Spring showers and flooding have some Missourians wondering how this year is shaping up in comparison to the flood year of 1993.
It’s been more than 20 years since that flood, but the recent string of severe thunderstorms has many people concerned water levels could reach those historic benchmarks again.
Meteorologist Spencer Mell with the National Weather Service in Kansas City compared the summer of 1993’s monthly precipitation with 2015’s totals. Mel said Missouri has had more rain in the months of May and June than it did in 1993.
“1993 was the 22nd wettest May and June on record for Kansas City, where as currently for May and June of this year, we actually already rank sixteenth,” said Mell. “We still have 22 days to go in June, so we’re going to be well up there as far as wettest May and June on record for Kansas City.”

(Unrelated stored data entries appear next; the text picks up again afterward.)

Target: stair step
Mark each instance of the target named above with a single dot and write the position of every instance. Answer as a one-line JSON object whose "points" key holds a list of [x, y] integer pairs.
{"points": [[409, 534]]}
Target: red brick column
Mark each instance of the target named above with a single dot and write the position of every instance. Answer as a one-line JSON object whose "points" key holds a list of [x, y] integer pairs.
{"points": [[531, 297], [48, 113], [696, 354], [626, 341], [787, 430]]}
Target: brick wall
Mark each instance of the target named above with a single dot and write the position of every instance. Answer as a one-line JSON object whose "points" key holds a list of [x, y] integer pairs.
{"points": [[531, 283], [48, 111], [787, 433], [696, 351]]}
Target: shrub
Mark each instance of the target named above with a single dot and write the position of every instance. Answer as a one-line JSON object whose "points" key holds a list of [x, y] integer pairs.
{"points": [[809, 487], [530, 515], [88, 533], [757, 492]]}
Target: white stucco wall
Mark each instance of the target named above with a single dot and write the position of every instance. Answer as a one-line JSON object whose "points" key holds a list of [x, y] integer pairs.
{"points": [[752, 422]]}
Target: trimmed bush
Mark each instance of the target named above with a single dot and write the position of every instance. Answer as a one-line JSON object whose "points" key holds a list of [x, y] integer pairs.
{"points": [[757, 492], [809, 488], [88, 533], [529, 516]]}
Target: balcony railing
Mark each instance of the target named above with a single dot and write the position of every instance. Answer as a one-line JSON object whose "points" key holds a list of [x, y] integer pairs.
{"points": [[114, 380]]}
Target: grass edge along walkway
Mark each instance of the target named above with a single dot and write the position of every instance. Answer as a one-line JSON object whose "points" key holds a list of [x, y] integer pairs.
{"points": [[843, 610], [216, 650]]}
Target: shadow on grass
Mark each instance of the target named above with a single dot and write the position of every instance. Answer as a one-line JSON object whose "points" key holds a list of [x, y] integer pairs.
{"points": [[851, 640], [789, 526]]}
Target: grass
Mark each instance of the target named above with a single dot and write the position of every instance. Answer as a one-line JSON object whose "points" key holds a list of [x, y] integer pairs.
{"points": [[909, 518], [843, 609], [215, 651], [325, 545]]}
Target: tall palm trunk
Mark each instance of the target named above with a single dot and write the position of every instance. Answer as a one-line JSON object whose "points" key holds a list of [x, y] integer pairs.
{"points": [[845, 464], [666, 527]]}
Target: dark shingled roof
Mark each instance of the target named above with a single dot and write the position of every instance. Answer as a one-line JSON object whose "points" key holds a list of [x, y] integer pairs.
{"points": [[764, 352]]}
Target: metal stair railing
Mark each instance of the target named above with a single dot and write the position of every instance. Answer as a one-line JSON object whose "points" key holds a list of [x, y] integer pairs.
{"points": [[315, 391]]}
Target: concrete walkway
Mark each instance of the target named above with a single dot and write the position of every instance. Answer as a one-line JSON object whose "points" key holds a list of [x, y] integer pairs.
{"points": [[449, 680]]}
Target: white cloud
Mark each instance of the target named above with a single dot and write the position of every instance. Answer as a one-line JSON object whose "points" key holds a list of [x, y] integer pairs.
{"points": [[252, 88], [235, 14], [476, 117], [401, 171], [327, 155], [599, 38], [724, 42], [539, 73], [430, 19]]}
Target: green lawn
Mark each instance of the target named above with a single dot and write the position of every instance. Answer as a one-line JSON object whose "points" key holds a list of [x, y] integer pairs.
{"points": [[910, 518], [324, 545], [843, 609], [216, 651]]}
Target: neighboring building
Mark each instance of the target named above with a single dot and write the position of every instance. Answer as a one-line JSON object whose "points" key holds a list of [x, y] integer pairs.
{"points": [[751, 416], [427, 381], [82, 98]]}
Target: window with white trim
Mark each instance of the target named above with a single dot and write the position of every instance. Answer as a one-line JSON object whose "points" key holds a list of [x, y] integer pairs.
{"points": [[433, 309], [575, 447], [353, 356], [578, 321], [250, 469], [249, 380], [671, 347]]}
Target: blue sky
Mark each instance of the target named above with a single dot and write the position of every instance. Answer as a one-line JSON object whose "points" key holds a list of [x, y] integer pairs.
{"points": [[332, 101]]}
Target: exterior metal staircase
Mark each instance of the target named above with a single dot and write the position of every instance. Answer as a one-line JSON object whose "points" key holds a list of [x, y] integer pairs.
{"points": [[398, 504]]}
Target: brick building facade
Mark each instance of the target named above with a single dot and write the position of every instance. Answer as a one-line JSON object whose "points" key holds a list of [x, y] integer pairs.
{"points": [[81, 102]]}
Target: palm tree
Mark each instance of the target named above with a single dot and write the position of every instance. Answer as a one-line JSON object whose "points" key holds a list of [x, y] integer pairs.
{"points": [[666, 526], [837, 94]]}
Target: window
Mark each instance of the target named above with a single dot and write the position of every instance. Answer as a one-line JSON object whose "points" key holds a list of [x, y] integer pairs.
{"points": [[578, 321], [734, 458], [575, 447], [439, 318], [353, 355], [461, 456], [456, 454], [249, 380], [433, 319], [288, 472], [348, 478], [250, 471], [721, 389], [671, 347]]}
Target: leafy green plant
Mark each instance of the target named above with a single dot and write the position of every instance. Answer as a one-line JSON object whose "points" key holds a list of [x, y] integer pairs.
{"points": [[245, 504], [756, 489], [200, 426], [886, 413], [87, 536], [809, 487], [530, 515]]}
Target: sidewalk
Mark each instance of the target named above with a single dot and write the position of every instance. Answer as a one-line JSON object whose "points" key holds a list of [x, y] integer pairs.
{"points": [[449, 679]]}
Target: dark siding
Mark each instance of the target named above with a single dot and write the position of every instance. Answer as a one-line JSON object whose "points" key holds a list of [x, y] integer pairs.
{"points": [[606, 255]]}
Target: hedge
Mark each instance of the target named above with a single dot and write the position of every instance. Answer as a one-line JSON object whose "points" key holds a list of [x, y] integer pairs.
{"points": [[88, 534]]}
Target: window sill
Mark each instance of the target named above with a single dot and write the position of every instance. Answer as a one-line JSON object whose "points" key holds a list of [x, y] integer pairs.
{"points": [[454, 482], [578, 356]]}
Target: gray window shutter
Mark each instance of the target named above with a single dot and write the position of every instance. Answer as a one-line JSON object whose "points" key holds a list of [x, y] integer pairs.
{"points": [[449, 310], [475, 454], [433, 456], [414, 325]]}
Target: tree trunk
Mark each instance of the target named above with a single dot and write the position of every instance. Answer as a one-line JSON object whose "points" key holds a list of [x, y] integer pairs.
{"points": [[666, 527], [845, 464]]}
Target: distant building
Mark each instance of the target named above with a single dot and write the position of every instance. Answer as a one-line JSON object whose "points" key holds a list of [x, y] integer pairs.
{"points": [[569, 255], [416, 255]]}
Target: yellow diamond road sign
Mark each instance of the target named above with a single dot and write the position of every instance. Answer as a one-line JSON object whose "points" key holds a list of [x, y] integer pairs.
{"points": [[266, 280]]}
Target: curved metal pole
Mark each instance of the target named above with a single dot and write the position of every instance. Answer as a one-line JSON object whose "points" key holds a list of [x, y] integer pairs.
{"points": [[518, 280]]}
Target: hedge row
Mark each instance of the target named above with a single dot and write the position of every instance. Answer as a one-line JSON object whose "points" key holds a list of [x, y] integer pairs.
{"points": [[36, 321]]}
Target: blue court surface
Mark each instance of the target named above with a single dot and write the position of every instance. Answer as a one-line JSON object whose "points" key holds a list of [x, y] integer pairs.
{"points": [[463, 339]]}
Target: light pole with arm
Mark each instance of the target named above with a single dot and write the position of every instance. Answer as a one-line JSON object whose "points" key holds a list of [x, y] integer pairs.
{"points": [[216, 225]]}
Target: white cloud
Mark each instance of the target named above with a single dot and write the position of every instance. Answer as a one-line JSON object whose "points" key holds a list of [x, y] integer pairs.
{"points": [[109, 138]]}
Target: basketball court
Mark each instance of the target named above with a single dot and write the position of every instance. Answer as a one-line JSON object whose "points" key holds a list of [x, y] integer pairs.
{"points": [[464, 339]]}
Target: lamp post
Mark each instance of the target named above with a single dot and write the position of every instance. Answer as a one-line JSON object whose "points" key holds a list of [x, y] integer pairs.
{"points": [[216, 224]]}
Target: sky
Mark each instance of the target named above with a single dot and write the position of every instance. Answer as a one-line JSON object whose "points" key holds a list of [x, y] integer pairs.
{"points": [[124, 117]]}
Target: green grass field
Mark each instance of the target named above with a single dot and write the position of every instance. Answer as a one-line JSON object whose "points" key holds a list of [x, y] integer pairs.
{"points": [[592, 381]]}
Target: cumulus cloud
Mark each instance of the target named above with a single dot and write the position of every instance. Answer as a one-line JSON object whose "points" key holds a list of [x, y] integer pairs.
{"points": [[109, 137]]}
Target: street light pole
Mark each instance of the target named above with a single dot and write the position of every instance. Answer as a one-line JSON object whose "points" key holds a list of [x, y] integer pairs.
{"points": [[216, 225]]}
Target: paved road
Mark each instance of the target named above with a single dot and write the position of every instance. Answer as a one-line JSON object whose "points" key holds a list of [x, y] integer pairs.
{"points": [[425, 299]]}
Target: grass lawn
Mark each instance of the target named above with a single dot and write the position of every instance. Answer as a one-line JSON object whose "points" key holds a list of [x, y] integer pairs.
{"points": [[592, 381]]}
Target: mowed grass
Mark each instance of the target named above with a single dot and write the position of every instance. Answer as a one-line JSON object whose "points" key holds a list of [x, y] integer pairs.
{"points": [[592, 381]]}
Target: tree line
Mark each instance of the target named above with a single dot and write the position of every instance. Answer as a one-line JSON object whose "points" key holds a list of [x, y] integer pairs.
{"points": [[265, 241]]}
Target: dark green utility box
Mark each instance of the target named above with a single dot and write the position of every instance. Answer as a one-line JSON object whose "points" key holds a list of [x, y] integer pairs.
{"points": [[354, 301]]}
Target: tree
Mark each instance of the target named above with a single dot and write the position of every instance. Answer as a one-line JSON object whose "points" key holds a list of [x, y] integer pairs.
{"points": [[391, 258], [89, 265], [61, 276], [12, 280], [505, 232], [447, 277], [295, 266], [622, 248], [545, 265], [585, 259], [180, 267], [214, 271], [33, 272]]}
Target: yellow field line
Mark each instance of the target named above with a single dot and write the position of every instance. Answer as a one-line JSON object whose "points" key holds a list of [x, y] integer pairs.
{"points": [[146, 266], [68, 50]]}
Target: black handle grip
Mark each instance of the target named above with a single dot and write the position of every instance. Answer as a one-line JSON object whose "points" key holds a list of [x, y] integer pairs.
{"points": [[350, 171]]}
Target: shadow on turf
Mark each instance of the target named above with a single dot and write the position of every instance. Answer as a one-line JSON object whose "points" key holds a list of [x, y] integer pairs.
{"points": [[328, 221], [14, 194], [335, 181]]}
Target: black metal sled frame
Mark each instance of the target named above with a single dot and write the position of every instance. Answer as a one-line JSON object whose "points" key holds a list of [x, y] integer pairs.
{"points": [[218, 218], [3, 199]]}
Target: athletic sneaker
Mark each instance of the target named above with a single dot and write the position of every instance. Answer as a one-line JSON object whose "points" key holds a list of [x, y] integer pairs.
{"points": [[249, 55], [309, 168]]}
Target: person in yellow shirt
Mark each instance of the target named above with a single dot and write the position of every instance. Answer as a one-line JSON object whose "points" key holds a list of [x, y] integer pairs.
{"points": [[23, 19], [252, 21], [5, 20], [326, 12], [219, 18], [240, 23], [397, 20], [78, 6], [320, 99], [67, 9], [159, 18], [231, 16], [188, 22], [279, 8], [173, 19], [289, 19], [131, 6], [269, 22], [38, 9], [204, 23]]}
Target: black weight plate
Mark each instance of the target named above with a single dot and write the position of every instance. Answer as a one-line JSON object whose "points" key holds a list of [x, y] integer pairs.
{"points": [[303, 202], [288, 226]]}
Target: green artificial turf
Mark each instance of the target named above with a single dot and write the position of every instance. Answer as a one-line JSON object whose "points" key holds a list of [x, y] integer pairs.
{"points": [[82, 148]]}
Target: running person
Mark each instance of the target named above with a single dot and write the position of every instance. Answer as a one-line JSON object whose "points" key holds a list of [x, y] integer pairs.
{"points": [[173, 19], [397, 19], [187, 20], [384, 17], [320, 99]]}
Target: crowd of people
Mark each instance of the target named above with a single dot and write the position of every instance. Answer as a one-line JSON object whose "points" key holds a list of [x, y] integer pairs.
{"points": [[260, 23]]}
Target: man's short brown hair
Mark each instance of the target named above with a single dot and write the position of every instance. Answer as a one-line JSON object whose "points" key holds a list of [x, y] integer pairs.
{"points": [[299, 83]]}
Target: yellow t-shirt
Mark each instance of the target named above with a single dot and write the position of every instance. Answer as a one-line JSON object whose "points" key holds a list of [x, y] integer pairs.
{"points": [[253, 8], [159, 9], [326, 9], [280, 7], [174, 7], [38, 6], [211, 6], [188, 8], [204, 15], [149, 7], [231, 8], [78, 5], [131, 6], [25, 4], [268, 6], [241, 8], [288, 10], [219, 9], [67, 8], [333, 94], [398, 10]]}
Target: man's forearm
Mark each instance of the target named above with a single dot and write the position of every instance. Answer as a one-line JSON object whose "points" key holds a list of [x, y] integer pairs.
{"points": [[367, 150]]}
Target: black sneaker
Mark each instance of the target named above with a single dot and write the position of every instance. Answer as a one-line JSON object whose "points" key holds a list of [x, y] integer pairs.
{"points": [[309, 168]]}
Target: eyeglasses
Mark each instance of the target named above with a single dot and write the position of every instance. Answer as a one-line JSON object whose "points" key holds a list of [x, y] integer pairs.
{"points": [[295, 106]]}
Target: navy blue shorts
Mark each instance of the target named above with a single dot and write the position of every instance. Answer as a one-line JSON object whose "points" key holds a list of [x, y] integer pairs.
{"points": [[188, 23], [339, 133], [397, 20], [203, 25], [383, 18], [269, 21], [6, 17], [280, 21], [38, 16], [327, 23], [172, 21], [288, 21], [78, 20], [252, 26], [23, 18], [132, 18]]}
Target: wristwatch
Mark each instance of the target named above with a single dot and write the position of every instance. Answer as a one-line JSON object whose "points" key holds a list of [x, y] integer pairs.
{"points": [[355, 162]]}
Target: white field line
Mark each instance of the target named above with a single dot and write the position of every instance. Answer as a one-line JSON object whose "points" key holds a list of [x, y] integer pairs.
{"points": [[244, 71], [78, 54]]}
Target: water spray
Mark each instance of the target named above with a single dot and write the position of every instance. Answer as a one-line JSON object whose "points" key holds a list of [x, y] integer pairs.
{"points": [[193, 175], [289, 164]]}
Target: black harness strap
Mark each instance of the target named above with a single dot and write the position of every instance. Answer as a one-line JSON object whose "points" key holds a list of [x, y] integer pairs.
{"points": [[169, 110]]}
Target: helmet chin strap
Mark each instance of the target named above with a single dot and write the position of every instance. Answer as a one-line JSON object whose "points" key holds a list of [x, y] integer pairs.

Mell said much of the water in the flood of 1993 came from upstream and a snowpack North of Missouri. He said the upstream conditions haven’t been quite as bad this spring, but the potential for river flooding to get worse will continue if Missouri has a prolonged wet pattern.
“The conditions in 1993 were a little worse in the fact that they did have the higher snowpack in Montana, and then heavier rain falls upstream in Nebraska and Iowa during the spring months,” said Mell. “By the time you got to the summer in July, they received some big time rainfall, so that just kept the flooding going through pretty much the whole season of ’93.”